Lastly, as we have stressed before, the increase in hit time that a policy causes should not be neglected. We had no way of estimating this cost in our current setup. However, we thought we needed to address this issue, and as a first cut, we studied how many dirty blocks were replaced by a particular scheme. If a modified or ``dirty'' block is replaced by the strategy, the cache miss penalty is likely to be higher as the block has to be written out to memory.

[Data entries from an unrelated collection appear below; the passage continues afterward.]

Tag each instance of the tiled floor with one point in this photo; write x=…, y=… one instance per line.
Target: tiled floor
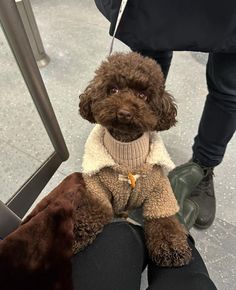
x=75, y=37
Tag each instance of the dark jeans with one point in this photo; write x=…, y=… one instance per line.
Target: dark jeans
x=117, y=258
x=218, y=121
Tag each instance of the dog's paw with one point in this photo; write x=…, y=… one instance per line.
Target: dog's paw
x=168, y=254
x=167, y=243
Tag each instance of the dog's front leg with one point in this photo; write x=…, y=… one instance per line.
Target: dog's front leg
x=167, y=242
x=91, y=217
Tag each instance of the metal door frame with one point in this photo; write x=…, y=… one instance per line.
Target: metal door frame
x=18, y=41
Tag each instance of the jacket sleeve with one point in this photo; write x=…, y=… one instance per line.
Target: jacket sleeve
x=97, y=190
x=161, y=201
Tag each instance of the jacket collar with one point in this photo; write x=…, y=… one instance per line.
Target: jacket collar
x=96, y=156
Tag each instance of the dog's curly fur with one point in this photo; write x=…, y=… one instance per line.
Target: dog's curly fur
x=132, y=83
x=127, y=96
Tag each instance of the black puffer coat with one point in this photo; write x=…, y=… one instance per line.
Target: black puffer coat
x=199, y=25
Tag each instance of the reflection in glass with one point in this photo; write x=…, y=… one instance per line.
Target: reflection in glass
x=24, y=143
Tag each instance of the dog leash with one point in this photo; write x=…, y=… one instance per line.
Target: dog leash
x=121, y=11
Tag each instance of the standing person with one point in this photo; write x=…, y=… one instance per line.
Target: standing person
x=155, y=28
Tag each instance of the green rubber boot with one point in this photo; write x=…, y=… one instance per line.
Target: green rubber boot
x=184, y=179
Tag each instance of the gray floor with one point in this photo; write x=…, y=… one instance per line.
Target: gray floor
x=76, y=38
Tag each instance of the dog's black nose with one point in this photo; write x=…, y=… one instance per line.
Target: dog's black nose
x=124, y=115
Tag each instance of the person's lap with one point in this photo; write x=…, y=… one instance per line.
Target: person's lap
x=117, y=258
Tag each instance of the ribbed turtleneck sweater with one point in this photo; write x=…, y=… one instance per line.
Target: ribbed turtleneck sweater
x=131, y=154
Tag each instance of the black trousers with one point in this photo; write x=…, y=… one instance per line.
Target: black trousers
x=218, y=121
x=118, y=256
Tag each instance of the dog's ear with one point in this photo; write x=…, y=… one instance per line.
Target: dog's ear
x=167, y=112
x=85, y=104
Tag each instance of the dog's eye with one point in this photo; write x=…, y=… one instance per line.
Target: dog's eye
x=142, y=96
x=114, y=90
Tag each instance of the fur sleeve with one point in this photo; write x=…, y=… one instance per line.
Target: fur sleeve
x=161, y=202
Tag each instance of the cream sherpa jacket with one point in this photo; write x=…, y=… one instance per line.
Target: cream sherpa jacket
x=108, y=182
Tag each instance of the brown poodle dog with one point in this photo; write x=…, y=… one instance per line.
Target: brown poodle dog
x=37, y=255
x=127, y=98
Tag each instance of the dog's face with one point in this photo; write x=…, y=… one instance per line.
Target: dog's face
x=128, y=94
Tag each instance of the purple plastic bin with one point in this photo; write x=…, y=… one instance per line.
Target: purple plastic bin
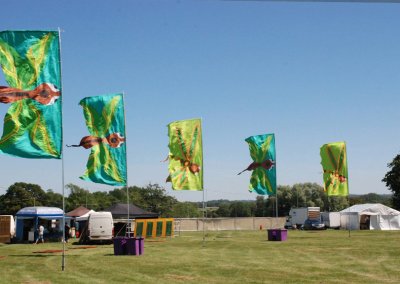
x=120, y=245
x=141, y=245
x=133, y=246
x=277, y=235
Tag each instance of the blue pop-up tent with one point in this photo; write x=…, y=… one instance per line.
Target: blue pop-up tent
x=28, y=220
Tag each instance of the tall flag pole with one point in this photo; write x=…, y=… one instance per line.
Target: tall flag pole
x=62, y=158
x=31, y=64
x=128, y=227
x=334, y=165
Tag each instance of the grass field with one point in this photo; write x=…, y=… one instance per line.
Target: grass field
x=226, y=257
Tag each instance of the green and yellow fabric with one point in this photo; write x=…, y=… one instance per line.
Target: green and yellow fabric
x=105, y=120
x=30, y=61
x=334, y=164
x=186, y=155
x=262, y=151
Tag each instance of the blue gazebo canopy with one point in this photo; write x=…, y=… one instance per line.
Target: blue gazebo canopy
x=41, y=212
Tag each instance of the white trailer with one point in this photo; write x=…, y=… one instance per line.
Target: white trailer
x=297, y=216
x=331, y=219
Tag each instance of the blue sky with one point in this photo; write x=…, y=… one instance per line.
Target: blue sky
x=311, y=73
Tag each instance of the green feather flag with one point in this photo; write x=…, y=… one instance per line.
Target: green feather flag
x=186, y=155
x=334, y=164
x=30, y=61
x=262, y=151
x=105, y=120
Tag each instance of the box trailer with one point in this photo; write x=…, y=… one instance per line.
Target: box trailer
x=297, y=216
x=331, y=219
x=7, y=228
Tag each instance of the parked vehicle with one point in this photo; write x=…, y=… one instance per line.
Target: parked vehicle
x=298, y=216
x=331, y=219
x=7, y=228
x=310, y=224
x=99, y=227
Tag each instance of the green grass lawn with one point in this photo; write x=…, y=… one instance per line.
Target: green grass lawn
x=226, y=257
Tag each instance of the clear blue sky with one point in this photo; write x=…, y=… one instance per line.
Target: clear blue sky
x=311, y=73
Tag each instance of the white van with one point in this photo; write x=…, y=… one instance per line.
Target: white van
x=100, y=226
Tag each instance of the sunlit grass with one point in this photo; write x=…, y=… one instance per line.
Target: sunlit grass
x=224, y=257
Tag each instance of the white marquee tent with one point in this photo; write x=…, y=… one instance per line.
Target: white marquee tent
x=370, y=216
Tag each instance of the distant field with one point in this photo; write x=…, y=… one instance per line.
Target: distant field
x=227, y=257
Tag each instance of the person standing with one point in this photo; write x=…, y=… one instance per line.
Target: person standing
x=40, y=235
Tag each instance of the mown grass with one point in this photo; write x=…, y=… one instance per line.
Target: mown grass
x=225, y=257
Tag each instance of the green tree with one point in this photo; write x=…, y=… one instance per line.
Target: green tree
x=392, y=180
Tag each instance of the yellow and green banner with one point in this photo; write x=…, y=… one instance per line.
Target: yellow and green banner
x=105, y=120
x=186, y=155
x=30, y=61
x=334, y=164
x=262, y=151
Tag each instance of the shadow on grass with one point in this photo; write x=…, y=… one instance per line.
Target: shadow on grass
x=33, y=255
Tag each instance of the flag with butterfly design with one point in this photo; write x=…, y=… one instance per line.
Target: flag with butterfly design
x=263, y=167
x=186, y=155
x=105, y=120
x=334, y=164
x=30, y=61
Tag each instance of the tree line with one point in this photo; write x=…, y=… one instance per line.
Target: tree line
x=155, y=198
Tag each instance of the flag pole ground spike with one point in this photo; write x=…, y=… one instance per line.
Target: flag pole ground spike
x=62, y=158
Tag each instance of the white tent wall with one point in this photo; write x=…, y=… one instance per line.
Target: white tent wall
x=381, y=217
x=349, y=221
x=385, y=222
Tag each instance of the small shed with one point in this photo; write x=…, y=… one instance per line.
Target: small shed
x=28, y=220
x=370, y=216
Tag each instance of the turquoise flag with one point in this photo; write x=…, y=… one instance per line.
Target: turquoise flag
x=105, y=120
x=186, y=155
x=262, y=151
x=30, y=61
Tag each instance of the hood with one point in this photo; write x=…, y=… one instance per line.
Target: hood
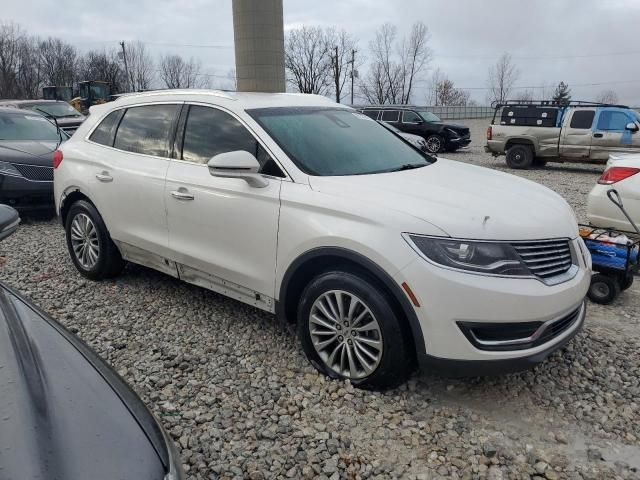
x=64, y=414
x=33, y=152
x=456, y=127
x=463, y=200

To explore this trade-off, we implemented a simple second chance algorithm to control dirty replacements. We took a 4-way set associative cache which had a size of 32 KByte, and measured how many dirty lines were evicted. The results are shown in Table

. The dirty miss rate represents the percentage of evicted cache lines that were dirty.

Table: Cache Misses and Dirty Cache Replacements.

Benchmarks	LRU		LRU with $2^{nd}$ chance
	Dirty Miss Rate	Cache Miss Rate	Dirty Miss Rate	Cache Miss Rate
cellauto.c	0.000000	0.007131	0.000000	0.007131
cellauto.java	65.038391	1.230620	65.021670	1.230343
epic	43.031039	1.327477	43.009294	1.327847
go.alpha	72.217353	4.755708	72.109307	4.762191
javacc.java.javaparser	77.174208	0.191514	76.342888	0.191739
javac.java.spreadsheet	24.949563	1.210390	24.865591	1.211204
kawa.java.pi100	55.758559	0.643140	55.702783	0.643678
linpack.c	86.575478	4.712255	86.562911	4.712869
linpack.java	86.308468	1.179416	86.201878	1.180649
matmult.c	9.936515	1.062921	9.932818	1.063317
matmult.java	16.543291	0.675483	16.527272	0.676071
qsort.c	71.599780	1.600386	71.585903	1.600334
qsort.java	71.653068	0.217880	71.600355	0.218012
queens.c	0.000000	0.002678	0.000000	0.002678
queens.java	69.076642	0.321980	69.076642	0.321980
wordfreq.c.rev	40.539468	0.066736	39.968342	0.066894
wordfreq.java.rev	44.442785	0.564729	44.137602	0.565691

What we would normally expect is that as we limit the dirty store (such as in our second chance algorithm), the cache misses suffered by the program would rise. This is the case for most programs. But, for some programs, for example, qsort.c and cellauto.java, both numbers fall, which is an extremely good thing. This suggests that this trade-off must be further explored on other benchmarks. Moreover, the gains from the second chance algorithm in both the favorable cases is barely perceptible. This suggests that more aggressive algorithms that aggressively constrain the write back of dirty lines should be considered.